Q: Why do black widows always kill their mates right after sex?

A: To stop the snoring before it starts.
 
Husband: My wife is missing. She went shopping yesterday and has not come home...
Sergeant: What is her height?
Husband: Gee, I'm not sure. A little over five-feet tall.
Sergeant: Weight?
Husband: Don't know. Not slim, not really fat.
Sergeant: Colour of eyes?
Husband: Sort of brown I think. Never really noticed.
Sergeant: Colour of hair?
Husband: Changes a couple times a year. Maybe dark brown now. I cant remember.
Sergeant: What was she wearing?
Husband: Could have been pants, or maybe a skirt or shorts. I don't know exactly.
Sergeant: What kind of car did she go in?
Husband: She went in my truck.
Sergeant: What kind of truck was it?
Husband: A 2015 Ford F150 King Ranch 4X4 with eco-boost 5.0L V8 engine special ordered with manual transmission and climate controlled air conditioning. It has a custom matching white cover for the bed, which has a matching aftermarket bed liner. Custom leather 6-way seats and "Bubba" floor mats. Trail-ring package with gold hitch and special wiring hook-ups. DVD with full GPS navigation, satellite radio receiver, 23-channel CB radio, six cup holders, a USB port, and four power outlets. I added special alloy wheels and off-road Michelins. It has custom running boards and indirect wheel well lighting.........
At this point the husband started choking up.. . . .
Sergeant: Don't worry mate. We'll find your truck.
 
John O'Reilly hoisted his beer and said, 'Here's to spending the rest of me life, between the legs of me wife!' That won him the top prize at the pub for the best toast of the night!

He went home and told his wife, 'Mary, I won the prize for the Best toast of the night!'

She said, 'Aye, did ye now. And what was your toast?'

John said, 'Here's to spending the rest of me life, sitting in church beside me wife.'

'Oh, that is very nice indeed, John!' Mary said.

The next day, Mary ran into one of John's drinking buddies on the street corner.

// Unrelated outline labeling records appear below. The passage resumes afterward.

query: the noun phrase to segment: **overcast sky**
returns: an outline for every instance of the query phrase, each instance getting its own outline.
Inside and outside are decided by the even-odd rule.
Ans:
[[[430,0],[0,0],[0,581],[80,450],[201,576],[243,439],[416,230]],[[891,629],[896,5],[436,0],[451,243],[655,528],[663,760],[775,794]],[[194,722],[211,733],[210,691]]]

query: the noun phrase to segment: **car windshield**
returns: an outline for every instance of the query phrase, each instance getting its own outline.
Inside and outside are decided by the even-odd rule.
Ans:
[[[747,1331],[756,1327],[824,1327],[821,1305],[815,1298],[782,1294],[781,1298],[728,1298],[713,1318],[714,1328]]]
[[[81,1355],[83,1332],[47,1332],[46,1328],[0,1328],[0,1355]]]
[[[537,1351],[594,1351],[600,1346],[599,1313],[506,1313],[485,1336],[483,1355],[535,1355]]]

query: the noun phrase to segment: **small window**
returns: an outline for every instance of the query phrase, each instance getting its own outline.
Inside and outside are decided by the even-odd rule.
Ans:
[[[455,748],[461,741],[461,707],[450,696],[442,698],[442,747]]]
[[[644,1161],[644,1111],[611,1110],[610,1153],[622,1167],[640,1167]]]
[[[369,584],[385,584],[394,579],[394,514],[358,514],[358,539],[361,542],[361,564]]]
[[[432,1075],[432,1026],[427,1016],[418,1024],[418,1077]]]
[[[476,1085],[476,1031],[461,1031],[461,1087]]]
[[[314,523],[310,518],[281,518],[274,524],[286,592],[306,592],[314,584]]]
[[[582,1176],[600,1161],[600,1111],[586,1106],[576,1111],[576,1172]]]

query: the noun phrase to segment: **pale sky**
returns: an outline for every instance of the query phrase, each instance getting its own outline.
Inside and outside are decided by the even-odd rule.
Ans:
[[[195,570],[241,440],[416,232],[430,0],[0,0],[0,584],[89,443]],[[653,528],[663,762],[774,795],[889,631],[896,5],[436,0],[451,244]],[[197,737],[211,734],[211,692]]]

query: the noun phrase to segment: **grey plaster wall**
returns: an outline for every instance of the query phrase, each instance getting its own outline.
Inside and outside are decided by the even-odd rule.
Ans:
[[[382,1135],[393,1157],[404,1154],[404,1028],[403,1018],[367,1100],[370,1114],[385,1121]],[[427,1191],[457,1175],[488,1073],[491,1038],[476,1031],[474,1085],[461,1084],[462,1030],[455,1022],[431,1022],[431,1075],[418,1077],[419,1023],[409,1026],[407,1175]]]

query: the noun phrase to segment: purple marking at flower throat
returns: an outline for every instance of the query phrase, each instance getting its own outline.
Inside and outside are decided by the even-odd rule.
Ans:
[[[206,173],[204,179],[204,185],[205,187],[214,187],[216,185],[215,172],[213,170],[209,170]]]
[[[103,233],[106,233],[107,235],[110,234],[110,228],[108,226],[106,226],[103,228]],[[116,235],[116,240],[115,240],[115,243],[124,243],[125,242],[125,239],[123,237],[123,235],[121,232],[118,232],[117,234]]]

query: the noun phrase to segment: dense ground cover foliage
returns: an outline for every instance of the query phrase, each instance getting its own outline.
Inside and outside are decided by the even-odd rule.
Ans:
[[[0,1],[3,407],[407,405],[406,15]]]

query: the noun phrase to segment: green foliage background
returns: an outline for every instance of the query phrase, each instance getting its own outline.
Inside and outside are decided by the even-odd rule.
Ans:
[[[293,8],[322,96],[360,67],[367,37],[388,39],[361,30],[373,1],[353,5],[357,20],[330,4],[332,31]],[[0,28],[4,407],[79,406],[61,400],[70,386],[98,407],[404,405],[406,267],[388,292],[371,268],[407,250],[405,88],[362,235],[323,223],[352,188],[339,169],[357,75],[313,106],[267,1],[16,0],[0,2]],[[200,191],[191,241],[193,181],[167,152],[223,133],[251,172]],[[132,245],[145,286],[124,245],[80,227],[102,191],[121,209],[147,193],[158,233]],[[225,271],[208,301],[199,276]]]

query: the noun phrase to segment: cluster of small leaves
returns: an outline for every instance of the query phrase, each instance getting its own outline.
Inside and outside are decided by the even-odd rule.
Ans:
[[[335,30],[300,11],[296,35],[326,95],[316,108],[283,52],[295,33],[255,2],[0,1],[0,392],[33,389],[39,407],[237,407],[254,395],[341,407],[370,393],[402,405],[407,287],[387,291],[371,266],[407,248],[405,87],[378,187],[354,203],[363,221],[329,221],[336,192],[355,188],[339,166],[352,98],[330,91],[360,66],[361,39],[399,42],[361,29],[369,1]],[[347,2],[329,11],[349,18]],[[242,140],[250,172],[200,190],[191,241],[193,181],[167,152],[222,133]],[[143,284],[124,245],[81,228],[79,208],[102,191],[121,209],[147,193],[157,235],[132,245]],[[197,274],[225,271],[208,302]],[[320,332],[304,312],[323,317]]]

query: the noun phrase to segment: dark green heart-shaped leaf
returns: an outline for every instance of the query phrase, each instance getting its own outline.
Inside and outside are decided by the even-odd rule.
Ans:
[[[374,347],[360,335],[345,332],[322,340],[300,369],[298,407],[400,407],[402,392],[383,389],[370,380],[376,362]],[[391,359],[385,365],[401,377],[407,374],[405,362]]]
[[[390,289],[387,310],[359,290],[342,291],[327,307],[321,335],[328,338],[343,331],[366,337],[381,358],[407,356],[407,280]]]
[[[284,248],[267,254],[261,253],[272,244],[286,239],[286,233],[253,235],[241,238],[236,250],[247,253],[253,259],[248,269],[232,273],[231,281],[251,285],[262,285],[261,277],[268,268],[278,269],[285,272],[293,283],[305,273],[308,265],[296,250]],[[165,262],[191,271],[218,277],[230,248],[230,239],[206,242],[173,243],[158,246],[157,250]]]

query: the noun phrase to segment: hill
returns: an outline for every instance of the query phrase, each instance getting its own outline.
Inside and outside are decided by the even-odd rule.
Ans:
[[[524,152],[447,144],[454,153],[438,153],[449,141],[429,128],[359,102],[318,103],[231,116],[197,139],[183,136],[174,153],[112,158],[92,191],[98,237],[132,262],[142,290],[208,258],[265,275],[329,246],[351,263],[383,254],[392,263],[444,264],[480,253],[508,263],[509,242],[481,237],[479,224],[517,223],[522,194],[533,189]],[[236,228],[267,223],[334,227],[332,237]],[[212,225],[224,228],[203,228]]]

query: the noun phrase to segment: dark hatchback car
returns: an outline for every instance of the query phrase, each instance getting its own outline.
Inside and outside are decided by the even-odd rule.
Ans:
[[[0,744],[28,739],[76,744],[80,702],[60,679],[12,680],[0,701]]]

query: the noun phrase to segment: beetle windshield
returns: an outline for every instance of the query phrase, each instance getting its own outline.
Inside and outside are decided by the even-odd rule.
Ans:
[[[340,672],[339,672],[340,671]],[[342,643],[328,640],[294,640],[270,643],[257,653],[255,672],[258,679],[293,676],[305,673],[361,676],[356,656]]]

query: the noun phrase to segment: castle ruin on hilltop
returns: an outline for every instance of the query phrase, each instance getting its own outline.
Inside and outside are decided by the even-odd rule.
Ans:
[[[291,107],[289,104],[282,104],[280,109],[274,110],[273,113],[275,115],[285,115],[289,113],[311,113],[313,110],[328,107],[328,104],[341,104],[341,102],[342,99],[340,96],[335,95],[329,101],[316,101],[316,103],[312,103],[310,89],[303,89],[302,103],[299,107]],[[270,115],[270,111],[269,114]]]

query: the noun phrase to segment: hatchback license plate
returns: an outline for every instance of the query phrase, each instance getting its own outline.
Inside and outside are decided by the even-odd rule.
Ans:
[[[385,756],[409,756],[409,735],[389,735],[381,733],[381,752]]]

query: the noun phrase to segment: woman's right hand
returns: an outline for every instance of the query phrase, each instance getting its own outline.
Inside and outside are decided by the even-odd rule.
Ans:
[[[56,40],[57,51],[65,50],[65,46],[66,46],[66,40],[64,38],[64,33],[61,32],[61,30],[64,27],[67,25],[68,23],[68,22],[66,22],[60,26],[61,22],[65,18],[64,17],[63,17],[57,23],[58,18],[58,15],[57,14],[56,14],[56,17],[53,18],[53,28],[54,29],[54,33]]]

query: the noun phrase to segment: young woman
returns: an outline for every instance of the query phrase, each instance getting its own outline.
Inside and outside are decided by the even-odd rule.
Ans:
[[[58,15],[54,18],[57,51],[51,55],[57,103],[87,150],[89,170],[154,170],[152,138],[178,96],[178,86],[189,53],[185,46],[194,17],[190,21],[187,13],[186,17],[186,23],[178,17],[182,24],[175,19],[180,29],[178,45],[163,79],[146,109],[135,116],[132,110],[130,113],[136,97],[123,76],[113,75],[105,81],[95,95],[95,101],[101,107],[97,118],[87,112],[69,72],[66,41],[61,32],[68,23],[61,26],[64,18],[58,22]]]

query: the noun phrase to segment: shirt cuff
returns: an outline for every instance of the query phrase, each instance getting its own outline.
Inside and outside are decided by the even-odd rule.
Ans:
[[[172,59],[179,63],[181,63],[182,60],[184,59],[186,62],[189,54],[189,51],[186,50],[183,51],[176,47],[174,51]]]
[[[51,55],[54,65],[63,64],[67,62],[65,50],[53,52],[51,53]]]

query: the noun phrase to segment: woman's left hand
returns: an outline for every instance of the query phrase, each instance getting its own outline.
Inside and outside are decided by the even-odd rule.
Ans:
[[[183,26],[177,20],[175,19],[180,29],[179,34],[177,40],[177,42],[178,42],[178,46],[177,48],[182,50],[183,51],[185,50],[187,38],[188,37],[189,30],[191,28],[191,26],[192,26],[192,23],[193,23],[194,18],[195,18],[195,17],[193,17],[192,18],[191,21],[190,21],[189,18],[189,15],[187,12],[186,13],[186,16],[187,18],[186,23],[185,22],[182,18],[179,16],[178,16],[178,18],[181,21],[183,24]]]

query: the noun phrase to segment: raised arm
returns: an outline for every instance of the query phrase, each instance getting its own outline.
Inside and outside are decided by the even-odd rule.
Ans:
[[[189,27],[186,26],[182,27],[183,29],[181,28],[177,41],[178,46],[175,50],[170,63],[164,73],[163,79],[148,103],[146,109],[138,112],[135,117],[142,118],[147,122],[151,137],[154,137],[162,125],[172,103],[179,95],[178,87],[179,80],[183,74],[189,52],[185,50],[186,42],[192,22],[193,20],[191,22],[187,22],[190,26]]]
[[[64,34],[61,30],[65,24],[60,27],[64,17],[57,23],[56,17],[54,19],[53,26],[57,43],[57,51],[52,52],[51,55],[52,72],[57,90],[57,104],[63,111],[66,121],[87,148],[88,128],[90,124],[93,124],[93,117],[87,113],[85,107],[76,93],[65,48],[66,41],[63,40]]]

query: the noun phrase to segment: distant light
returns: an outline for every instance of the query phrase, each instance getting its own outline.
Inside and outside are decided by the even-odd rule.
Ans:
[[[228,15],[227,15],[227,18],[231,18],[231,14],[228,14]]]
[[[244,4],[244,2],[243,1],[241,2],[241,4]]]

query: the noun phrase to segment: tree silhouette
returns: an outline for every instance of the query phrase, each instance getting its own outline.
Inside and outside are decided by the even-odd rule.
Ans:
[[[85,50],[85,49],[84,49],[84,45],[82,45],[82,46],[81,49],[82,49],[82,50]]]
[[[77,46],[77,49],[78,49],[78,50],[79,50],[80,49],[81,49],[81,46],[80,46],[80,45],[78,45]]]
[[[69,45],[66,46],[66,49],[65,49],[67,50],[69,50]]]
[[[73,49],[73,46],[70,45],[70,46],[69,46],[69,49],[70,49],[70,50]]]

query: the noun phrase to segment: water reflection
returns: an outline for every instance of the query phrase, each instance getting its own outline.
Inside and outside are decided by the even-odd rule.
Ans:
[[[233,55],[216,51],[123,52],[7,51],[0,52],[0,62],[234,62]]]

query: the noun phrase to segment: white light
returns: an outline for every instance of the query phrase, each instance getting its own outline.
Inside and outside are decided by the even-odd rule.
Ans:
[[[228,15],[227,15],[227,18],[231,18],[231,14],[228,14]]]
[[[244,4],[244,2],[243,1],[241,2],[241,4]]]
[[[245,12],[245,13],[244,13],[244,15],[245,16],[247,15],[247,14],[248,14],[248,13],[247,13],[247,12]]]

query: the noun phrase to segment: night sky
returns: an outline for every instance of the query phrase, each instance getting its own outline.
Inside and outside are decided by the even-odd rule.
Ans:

The man chuckled leeringly and said, 'John won the prize last night at the pub with a toast about you, Mary.'

She said, 'Aye, he told me, and I was a bit surprised meself. You know, he's only been there twice in the last four years... Once he fell asleep, and the other time I had to pull him by the ears to make him come.'
 
I didn't know they made light bulbs large enough to take two feminists.